Kth Largest Element in an Array


#1

Find the kth largest element in an unsorted array. Note that it is the kth largest element in the sorted order, not the kth distinct element.

Example 1:

Input: [3,2,1,5,6,4] and k = 2
Output: 5

Example 2:

Input: [3,2,3,1,2,4,5,5,6] and k = 4
Output: 4

Note:
You may assume k is always valid, 1 ≤ k ≤ array's length.


#2

Brute force. Sort the array, return the len(nums)-k element from the last.
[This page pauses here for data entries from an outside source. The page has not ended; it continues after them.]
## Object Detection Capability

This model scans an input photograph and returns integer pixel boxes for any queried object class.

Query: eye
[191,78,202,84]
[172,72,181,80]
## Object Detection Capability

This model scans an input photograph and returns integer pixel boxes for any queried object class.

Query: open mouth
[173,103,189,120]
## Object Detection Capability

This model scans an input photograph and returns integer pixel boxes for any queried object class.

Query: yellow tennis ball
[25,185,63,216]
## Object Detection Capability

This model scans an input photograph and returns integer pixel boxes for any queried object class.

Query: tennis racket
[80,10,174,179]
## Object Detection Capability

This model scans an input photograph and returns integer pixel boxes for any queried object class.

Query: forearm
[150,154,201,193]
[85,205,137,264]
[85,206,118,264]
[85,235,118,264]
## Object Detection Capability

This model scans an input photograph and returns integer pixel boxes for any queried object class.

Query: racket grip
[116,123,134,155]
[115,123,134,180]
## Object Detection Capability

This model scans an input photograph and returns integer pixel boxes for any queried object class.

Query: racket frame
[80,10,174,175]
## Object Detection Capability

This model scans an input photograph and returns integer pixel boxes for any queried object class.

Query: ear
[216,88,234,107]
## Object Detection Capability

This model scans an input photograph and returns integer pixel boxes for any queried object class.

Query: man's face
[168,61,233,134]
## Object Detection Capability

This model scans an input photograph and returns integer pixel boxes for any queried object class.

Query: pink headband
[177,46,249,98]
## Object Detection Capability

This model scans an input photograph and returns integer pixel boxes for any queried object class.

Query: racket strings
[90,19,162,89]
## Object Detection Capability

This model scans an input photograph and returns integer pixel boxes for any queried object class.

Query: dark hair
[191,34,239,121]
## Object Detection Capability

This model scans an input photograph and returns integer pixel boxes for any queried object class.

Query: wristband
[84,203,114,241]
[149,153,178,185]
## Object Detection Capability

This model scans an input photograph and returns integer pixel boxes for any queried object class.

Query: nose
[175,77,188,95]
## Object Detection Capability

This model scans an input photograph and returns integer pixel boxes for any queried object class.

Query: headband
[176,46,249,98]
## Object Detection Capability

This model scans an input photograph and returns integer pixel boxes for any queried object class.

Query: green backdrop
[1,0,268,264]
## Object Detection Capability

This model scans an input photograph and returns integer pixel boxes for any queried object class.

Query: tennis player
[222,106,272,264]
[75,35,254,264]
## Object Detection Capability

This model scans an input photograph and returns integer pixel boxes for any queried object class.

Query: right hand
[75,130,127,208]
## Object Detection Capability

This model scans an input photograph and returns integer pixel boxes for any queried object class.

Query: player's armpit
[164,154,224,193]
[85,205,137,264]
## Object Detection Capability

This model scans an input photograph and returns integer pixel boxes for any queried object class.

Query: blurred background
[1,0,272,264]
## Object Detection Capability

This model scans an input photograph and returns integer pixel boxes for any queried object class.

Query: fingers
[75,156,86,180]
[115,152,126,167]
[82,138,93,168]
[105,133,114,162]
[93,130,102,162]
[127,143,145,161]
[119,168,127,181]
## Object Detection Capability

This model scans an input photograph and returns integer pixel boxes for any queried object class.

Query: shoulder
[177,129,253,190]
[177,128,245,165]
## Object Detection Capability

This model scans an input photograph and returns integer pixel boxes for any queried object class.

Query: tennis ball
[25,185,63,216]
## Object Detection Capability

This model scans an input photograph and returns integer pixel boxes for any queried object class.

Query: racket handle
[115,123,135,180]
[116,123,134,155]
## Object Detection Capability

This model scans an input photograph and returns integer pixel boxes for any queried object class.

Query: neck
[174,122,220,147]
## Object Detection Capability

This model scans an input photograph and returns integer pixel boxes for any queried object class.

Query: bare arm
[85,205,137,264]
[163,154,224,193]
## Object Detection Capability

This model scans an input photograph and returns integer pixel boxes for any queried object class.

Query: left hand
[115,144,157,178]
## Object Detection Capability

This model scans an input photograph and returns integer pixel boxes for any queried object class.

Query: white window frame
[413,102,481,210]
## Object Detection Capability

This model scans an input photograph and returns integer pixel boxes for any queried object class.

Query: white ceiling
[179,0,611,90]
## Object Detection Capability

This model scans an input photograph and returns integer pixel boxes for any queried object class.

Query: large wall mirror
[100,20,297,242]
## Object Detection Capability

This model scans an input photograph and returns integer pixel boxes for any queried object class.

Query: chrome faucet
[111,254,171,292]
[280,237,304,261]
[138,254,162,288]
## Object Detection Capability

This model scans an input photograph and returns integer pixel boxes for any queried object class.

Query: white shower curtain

Time Complexity - O(nlogn)

func findKthLargest(nums []int, k int) int {
    if len(nums)==0{return 0}
    sort.Ints(nums)
    return nums[len(nums)-k]
}

#3

The below algorithm uses Quick Select which does a partition until we find the kth largest element.

func findKthLargest(nums []int, k int) int {
    k = len(nums)-k // since we want the kth largest, leave as it is for kth smallest
    lo, hi := 0, len(nums)-1
    var res int
    for lo<=hi{
        res = partition(nums, lo, hi)
        if res==k{
            return nums[res]
        } else if res > k{
            hi = res-1
        } else {
            lo = res+1
        }
    }
    
    return res
} 

func partition(nums []int, start, end int) int {
    pivot := start
    for start<=end{
        // increase start until all elements at start are less than or equal to element at pivot
        for (start<=end && nums[start]<=nums[pivot]){ start++ }
        // decrement end until all ele at end are greater than ele at pivot
        for (start<=end && nums[pivot]<=nums[end]){ end-- }
        if start>end{
            break
        }
        // this puts them at their respective sorted place in comparision with pivot
        swap(nums, start, end)
    }
    // moving pivot to it's position, since this is where the partition breaks
    swap(nums, end, pivot)
    return end
}

func swap(nums []int, i, j int){
    nums[i], nums[j] = nums[j], nums[i]
}